“So you cannot say ‘yes’ to my asking, little maid?” he began, quiet and smiling. “Cannot trust me that I have reasons for the asking? Well, I will not ask again, Audrey, since it is so great a thing’”—“Oh,” cried Audrey, “you know that I would die for you!” The tears welled over, but she brushed them away with a trembling hand; then stood with raised face, her eyes soft and dewy, a strange smile upon her lips. She spoke at last as simply as a child: “Why you want me, that am only Audrey, to go with you to the Palace yonder, I cannot tell. But I will go, though I am only Audrey, and I have no other dress than this”—
Haward got unsteadily to his feet, and lightly touched the dark head that she bowed upon her hands. “Why, now you are Audrey again,” he said approvingly. “Why, child, I would do you a pleasure!” He turned to the player’s wife. “She must not go in this guise. Have you no finery stowed away?”
Now, Mistress Stagg, though much scandalized, and very certain that all this would never do, was in her way an artist, and could see as in a mirror what bare throat and shoulders, rich hair drawn loosely up, a touch of rouge, a patch or two, a silken gown, might achieve for Audrey. And after all, had not Deborah told her that the girl was Mr. Haward’s ward, not Darden’s, and that though Mr. Haward came and went as he pleased, and was very kind to Audrey, so that Darden was sure of getting whatever the girl asked for, yet she was a good girl, and there was no harm? For the talk that day,—people were very idle, and given to thinking the forest afire when there was only the least curl of smoke. And in short and finally it was none of her business; but with the aid of a certain chest upstairs, she knew what she could do! To the ball might go a beauty would make Mistress Evelyn Byrd look to her laurels!

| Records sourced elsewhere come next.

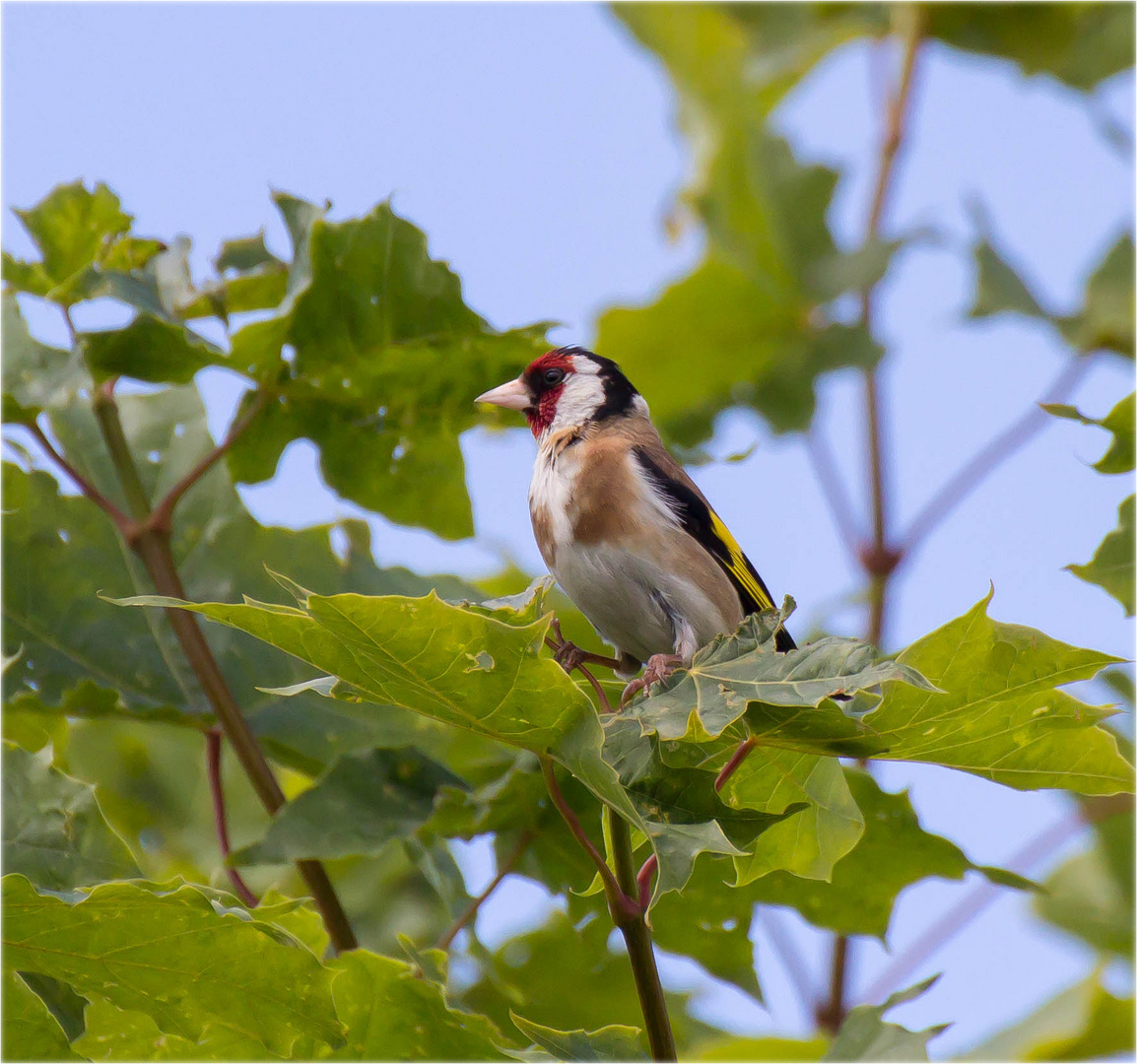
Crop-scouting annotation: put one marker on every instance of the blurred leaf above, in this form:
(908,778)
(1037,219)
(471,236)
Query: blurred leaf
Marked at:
(612,1042)
(736,671)
(1078,43)
(30,1031)
(124,1034)
(748,353)
(84,657)
(1120,421)
(1083,1024)
(1003,715)
(588,985)
(1112,565)
(1106,319)
(998,288)
(1092,894)
(71,228)
(149,349)
(744,1049)
(864,1035)
(171,956)
(391,1015)
(53,831)
(362,803)
(894,852)
(385,362)
(448,663)
(35,375)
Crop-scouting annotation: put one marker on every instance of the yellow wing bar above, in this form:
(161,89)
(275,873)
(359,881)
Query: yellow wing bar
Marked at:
(739,565)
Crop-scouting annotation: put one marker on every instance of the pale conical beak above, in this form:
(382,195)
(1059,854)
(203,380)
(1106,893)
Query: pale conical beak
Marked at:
(513,396)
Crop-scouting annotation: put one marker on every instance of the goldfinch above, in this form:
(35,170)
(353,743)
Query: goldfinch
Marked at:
(623,529)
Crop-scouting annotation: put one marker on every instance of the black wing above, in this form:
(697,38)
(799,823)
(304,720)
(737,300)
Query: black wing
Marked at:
(700,521)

“There’s the birthday dress that Madam Carter sent us only last week,” she began hesitatingly. “It’s very beautiful, and a’most as good as new, and ’twould suit you to a miracle—But I vow you must not go, Audrey!... To be sure, the damask is just the tint for you, and there are roses would answer for your hair. But la, sir, you know ’twill never do, never in this world.”

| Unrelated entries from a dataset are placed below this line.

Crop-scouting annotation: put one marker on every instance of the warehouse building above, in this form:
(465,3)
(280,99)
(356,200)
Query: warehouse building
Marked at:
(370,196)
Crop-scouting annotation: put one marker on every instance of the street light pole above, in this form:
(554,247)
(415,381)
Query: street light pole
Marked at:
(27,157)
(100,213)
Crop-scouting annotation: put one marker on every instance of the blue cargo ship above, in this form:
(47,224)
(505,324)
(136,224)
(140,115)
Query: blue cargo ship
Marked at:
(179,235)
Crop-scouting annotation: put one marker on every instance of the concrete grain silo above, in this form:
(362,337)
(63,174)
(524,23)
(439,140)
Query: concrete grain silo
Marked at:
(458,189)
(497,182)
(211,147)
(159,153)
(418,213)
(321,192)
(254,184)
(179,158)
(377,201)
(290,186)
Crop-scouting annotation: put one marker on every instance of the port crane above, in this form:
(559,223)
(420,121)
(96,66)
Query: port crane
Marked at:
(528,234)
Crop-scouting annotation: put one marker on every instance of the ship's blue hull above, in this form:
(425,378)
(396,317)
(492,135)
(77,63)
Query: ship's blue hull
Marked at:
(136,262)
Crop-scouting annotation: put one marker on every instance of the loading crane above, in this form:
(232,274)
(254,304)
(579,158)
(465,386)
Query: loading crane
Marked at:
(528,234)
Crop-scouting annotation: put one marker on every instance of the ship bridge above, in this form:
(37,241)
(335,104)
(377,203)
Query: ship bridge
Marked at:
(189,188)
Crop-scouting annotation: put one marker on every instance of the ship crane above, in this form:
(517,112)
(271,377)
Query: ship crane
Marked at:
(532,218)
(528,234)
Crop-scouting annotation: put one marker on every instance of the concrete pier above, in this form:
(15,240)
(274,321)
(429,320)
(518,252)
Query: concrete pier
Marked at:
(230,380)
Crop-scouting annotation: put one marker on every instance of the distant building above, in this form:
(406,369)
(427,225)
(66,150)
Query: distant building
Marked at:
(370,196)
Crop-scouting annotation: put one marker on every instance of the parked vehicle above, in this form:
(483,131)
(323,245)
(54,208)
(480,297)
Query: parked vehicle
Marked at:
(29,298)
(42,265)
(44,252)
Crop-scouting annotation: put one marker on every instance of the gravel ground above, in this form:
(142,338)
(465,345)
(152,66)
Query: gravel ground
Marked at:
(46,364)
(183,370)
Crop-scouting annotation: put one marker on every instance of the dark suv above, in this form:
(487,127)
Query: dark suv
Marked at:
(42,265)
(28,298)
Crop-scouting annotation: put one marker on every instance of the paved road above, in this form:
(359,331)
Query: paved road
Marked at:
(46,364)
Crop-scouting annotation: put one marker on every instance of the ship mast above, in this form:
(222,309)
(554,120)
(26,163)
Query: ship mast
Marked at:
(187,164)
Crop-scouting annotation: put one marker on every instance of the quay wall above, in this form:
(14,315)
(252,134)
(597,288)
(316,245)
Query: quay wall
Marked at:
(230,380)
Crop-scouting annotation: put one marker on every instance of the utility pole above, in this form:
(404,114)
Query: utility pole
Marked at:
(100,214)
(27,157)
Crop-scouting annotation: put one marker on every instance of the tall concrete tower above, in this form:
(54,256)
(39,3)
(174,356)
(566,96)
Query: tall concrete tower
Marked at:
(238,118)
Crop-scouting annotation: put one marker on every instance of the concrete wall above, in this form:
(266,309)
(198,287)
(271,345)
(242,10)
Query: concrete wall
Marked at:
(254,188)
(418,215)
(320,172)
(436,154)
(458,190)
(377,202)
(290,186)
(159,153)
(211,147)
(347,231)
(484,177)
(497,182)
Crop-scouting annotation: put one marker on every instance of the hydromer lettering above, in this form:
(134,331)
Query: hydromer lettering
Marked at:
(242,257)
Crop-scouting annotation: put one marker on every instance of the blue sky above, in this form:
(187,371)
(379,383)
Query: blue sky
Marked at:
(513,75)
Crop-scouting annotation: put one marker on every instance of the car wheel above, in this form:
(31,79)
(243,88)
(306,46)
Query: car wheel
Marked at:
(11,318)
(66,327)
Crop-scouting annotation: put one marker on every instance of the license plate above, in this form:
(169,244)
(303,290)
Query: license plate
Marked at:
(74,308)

Half an hour later, Haward rose from his chair and bowed low as to some highborn and puissant dame. The fever that was now running high in his veins flushed his cheek and made his eyes exceedingly bright. When he went up to Audrey, and in graceful mockery of her sudden coming into her kingdom, took her hand and, bending, kissed it, the picture that they made cried out for some painter to preserve it. Her hand dropped from his clasp, and buried itself in rich folds of flowered damask; the quick rise and fall of her bosom stirred soft, yellowing laces, and made to flash like diamonds some ornaments of marcasite; her face was haunting in its pain and bewilderment and great beauty, and in the lie which her eyes gave to the false roses beneath those homes of sadness and longing. She had no word to say, she was “only Audrey,” and she could not understand. But she wished to do his bidding, and so, when he cried out upon her melancholy, and asked her if ’twere indeed a Sunday in New England instead of a Saturday in Virginia, she smiled, and strove to put on the mind as well as the garb of a gay lady who might justly go to the Governor’s ball.